- Specialty: Dermatology
- Symptoms: persistent dark red to dark purple hemorrhagic skin patches or plaques
- Causes: vessel wall damage (vasculitis/depositional disease/angioinvasion by organism) or vessel lumen occlusion (thrombotic or embolic disease)
- Treatment: Underlying cause and would care including circulatory support

= Retiform purpura =

Retiform purpura is the result of total vascular blockage and damage to the skin's blood vessels. The skin then shows lesions, appearing due to intravascular issues where clots, proteins, or emboli block skin vessels. They can also result from direct harm to the vessel walls, as seen in conditions like vasculitis, calciphylaxis, and certain severe opportunistic infections.

== Pathophysiology ==
Retiform purpura is a cutaneous morphology characterized by a branching (reticular), non-blanching (purpuric) patch, plaque, or lesion that develops when blood vessels supplying the skin become obstructed. This blockage leads to downstream cutaneous ischemia, or insufficient blood supply to the skin, causing purpura, necrosis, and potentially ulceration. The obstruction in the dermal and subcutaneous vasculature results in hemorrhage secondary to skin ischemia, which can further lead to skin necrosis and ulceration. This morphology can occur in a variety of disorders.

== Signs and symptoms ==
Retiform purpura can present as non-raised large patches of purpura, with angulated or net-like border. They can present as painful dark red or purple patches or plaques with bordering branching and central purpura, necrosis, and/or ulceration. They can vary in size from small (1–2 cm) to large (>10 cm), and may be single or multiple, localized or disseminated. The branching may only be seen at the edge of one or two lesions but is still the clue to this diagnosis and a potentially serious underlying condition. Inflammatory retiform purpura consists of redness around the lesion with associated central necrosis caused by vasculitic or infectious processes. Noninflammatory retiform purpura refers to lesions with central necrosis with surrounding redness caused by the occlusive process. There can be significant overlap between these two classifications. Pain within lesions is common and may be severe.

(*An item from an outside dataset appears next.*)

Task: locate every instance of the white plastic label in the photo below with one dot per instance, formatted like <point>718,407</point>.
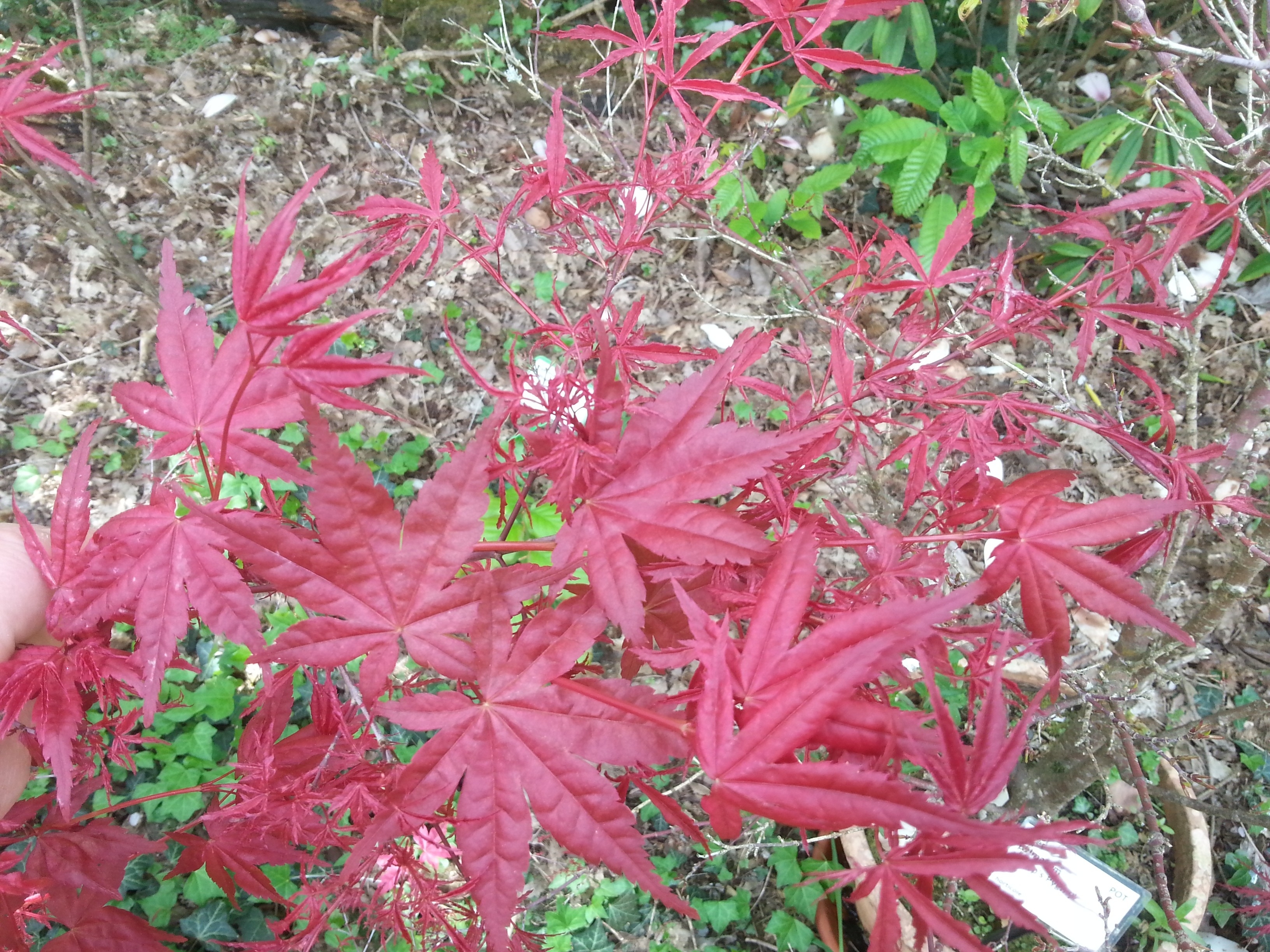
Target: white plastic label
<point>1100,905</point>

== Associated disorders ==
There are several vasculopathy disorders that can present with retiform purpura. Some thrombotic and coagulopathic disorders are disseminated intravascular coagulation (DIC), hypercoagulable states (like antiphospholipid antibodies), thrombotic thrombocytopenic purpura (TTP), warfarin-induced skin necrosis, heparin-induced thrombocytopenia, and paroxysmal nocturnal hemoglobinuria. Some intravascular protein deposition diseases causing retiform purpura are cryoglobulinemia (type I), cryofibrinogenemia, and paraproteinemia. Some embolic disorders that may lead to retiform purpura include cholesterol emboli, septic emboli, atrial myxoma, or other manifestations like nonbacterial thrombotic endocarditis (marantic endocarditis, Libman-Sacks endocarditis) and hypereosinophilic syndrome. Some vessel wall pathology resulting in retiform purpura could be vasculitis, septic vasculitis, vasculitis related to autoimmune disease or primary systemic vasculitis, or cryoglobulinemic vasculitis (cryoglobulinemia types 2 and 3).

Other manifestation of retiform purpura can be seen in opportunistic infections, calciphylaxis, primary hyperoxaluria, livedoid vasculopathy, pyoderma gangrenosum, and vasculopathy or vasculitis due to levamisole-contaminated cocaine.

The onset of widespread purpura, known as purpura fulminans, is a dangerous condition associated with disseminated intravascular coagulation (DIC). Determining the root cause of DIC is crucial for treatment. In severe opportunistic infections, retiform purpura can also emerge. It is vital to quickly assess patients showing signs of purpura fulminans, especially if they exhibit symptoms of sepsis, serious sickness, or have weakened immune systems.

== Patient assessment and management ==
A detailed history and physical examination are essential for patients with retiform purpura, as they can offer significant insights for diagnosis. Specifically, evaluating the skin's color and the spread of purpura is crucial. Skin biopsies of retiform purpura can be instrumental in diagnosing suspected retiform purpura, specifically a punch or an excisional wedge biopsy. If infection is suspected, a tissue culture with initial lab workup.

Because the disease manifests in several ways, it is crucial to obtain the underlying etiology when determining treatment plans.